L'expertise clinique au coeur du nouveau paradigme de la construction de la preuve scientifique

Jean-Michel Thurin

L’évaluation des pratiques professionnelles (EPP) se situe initialement dans la démarche générale de l’EBP (Evidence based practice), elle même issue, en l’élargissant à un champ plus large, de l’EBM  (Evidence based medicine) [1] .
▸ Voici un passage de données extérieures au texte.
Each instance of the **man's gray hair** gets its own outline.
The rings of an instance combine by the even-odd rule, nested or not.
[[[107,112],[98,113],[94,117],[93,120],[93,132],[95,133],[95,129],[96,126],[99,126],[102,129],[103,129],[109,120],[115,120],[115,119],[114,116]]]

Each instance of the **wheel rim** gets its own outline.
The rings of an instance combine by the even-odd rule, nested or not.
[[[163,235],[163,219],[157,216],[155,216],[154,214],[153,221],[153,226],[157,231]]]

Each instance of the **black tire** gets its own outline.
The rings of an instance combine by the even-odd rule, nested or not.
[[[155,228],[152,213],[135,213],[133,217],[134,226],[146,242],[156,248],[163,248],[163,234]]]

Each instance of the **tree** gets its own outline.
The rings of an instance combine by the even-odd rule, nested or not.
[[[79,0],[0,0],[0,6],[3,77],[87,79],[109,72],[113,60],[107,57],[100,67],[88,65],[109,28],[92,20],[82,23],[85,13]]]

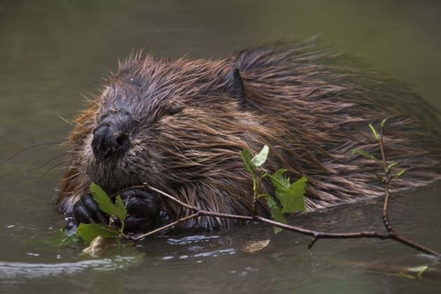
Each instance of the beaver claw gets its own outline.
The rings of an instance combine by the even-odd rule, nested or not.
[[[124,190],[120,195],[127,212],[124,223],[125,232],[144,232],[168,222],[168,216],[160,211],[152,194],[137,189]],[[90,194],[83,195],[75,203],[72,216],[77,224],[108,223],[108,216],[99,210]]]
[[[84,194],[74,204],[72,215],[78,223],[108,223],[108,218],[99,210],[98,204],[92,198],[90,194]]]
[[[120,195],[127,211],[125,232],[146,232],[155,226],[160,211],[152,194],[136,189],[126,190]]]

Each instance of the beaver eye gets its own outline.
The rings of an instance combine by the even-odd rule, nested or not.
[[[169,105],[165,107],[162,114],[164,115],[173,115],[176,113],[179,113],[183,109],[183,106],[181,105]]]

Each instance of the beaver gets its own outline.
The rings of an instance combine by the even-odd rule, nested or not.
[[[262,172],[305,175],[308,211],[382,195],[372,160],[379,158],[368,125],[384,130],[388,160],[406,173],[392,189],[440,178],[441,115],[409,86],[314,41],[284,41],[218,59],[154,58],[120,62],[102,92],[75,120],[58,207],[76,223],[104,223],[92,182],[121,197],[136,232],[191,214],[143,189],[148,183],[200,209],[254,213],[252,182],[239,153],[270,146]],[[263,181],[262,192],[272,192]],[[262,200],[257,213],[268,216]],[[158,218],[158,216],[166,216]],[[183,225],[229,228],[235,221],[200,217]]]

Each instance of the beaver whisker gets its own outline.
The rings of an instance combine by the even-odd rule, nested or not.
[[[47,142],[41,142],[34,145],[31,145],[30,146],[26,147],[19,151],[17,151],[16,153],[13,153],[12,155],[10,155],[10,157],[8,157],[8,158],[6,158],[4,161],[3,161],[3,162],[0,163],[0,167],[1,167],[2,166],[4,166],[5,164],[6,164],[7,162],[8,162],[10,160],[12,160],[13,158],[14,158],[15,156],[19,155],[20,154],[22,154],[22,153],[27,151],[30,149],[33,149],[34,148],[37,148],[37,147],[41,147],[41,146],[52,146],[52,145],[59,145],[59,146],[62,146],[62,145],[65,145],[65,144],[70,144],[72,142],[70,140],[59,140],[59,141],[49,141]]]
[[[34,171],[40,169],[41,168],[46,167],[46,165],[48,165],[48,164],[50,164],[52,161],[55,160],[56,159],[58,159],[58,158],[62,158],[63,156],[67,156],[69,154],[62,153],[62,154],[59,154],[58,155],[54,156],[53,158],[52,158],[51,159],[50,159],[49,160],[48,160],[47,162],[43,163],[43,164],[40,165],[39,167],[35,167],[35,168],[31,169],[29,169],[29,172],[34,172]]]
[[[53,170],[53,169],[56,169],[57,167],[59,167],[59,166],[62,166],[62,165],[63,165],[63,164],[66,164],[67,162],[70,162],[70,160],[66,160],[66,161],[64,161],[64,162],[59,162],[59,163],[57,163],[57,164],[55,164],[55,165],[52,166],[52,167],[51,167],[50,169],[48,169],[48,170],[47,170],[47,171],[46,171],[44,174],[43,174],[43,176],[41,176],[41,178],[42,178],[42,179],[43,179],[43,178],[44,178],[44,177],[45,177],[45,176],[46,176],[46,175],[47,175],[48,174],[49,174],[49,173],[50,172],[50,171],[52,171],[52,170]]]

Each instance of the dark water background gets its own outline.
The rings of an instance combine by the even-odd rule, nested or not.
[[[135,49],[164,57],[219,57],[253,44],[321,39],[412,84],[441,108],[441,3],[410,1],[0,1],[0,161],[63,139],[118,58]],[[51,241],[59,171],[36,167],[64,150],[46,146],[0,168],[0,293],[440,293],[440,276],[393,275],[435,260],[378,240],[319,241],[265,225],[222,234],[153,237],[105,258]],[[441,185],[395,195],[403,234],[441,250]],[[341,206],[291,221],[322,230],[381,227],[381,203]],[[248,241],[270,239],[254,253]],[[379,270],[388,274],[380,274]]]

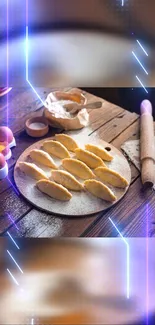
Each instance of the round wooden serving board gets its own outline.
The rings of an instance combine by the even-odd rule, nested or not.
[[[110,153],[114,156],[114,160],[111,163],[105,162],[106,165],[109,166],[111,169],[119,172],[130,183],[131,170],[128,161],[123,156],[123,154],[120,151],[118,151],[115,147],[110,145],[109,143],[97,137],[88,137],[85,135],[82,136],[82,134],[83,132],[79,132],[79,133],[75,132],[75,134],[70,133],[70,135],[78,142],[81,148],[84,148],[85,144],[87,143],[101,145],[103,146],[103,148],[110,148],[111,149]],[[52,138],[48,138],[48,140],[50,139]],[[69,202],[58,201],[48,197],[46,194],[41,193],[35,186],[36,181],[26,176],[23,172],[21,172],[18,164],[19,162],[26,162],[26,161],[32,162],[31,158],[29,157],[30,151],[32,149],[41,149],[44,141],[45,139],[27,148],[19,157],[14,170],[14,179],[19,192],[36,208],[51,214],[58,214],[62,216],[83,217],[90,214],[95,214],[101,211],[105,211],[106,209],[116,204],[120,199],[122,199],[122,197],[127,192],[128,188],[119,189],[106,184],[113,190],[113,192],[117,197],[117,200],[114,203],[110,203],[98,199],[86,191],[82,191],[82,192],[71,191],[73,197]],[[53,159],[58,166],[61,166],[60,159],[57,159],[55,157],[53,157]],[[39,164],[38,166],[41,167],[49,177],[51,176],[50,168],[46,168],[43,165],[39,165]],[[60,168],[62,169],[62,167]]]

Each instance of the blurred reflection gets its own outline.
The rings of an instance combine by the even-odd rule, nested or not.
[[[121,239],[21,240],[22,248],[14,256],[24,274],[8,258],[7,265],[20,285],[6,273],[1,277],[0,324],[24,324],[31,317],[36,324],[135,324],[145,318],[146,241],[128,241],[129,300],[126,248]],[[155,310],[154,246],[151,240],[150,312]]]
Le principe général en est que le praticien doit utiliser de façon « consciencieuse, explicite, et judicieuse les meilleures preuves actuelles existantes dans la prise de décision concernant le soin du patient individuel » [2]. Ces preuves, disséminées dans la littérature internationale, sont utilisées pour l'élaboration des recommandations professionnelles auxquelles le praticien est invité à se référer. Au cours des 20 dernières années, les résultats de la recherche en laboratoire ont constitué la base quasi-unique en matière de preuve scientifique dans le domaine des psychothérapies, comme ailleurs. Cette démarche, appliquée initialement à la psychothérapie dans le but de démontrer son efficacité suivant la même méthode que celle utilisée pour les essais médicamenteux, a eu le mérite de la faire reconnaître comme traitement efficace. Mais elle a eu aussi des conséquences extrêmement délétères, sauf peut-être en France, lorsqu’on a voulu valider (labéliser) différentes interventions et approches psychothérapiques en fonction des résultats qu'elles avaient obtenus dans ces conditions méthodologiques de recherche. La règle était que les études devaient inclure au hasard, dans des groupes « homogènes », des patients présentant un même trouble, qui seraient soumis à un traitement contrôlé dans un espace-temps lui même contrôlé de façon à éviter l'implication potentielle du temps ou d'autres facteurs dans les résultats.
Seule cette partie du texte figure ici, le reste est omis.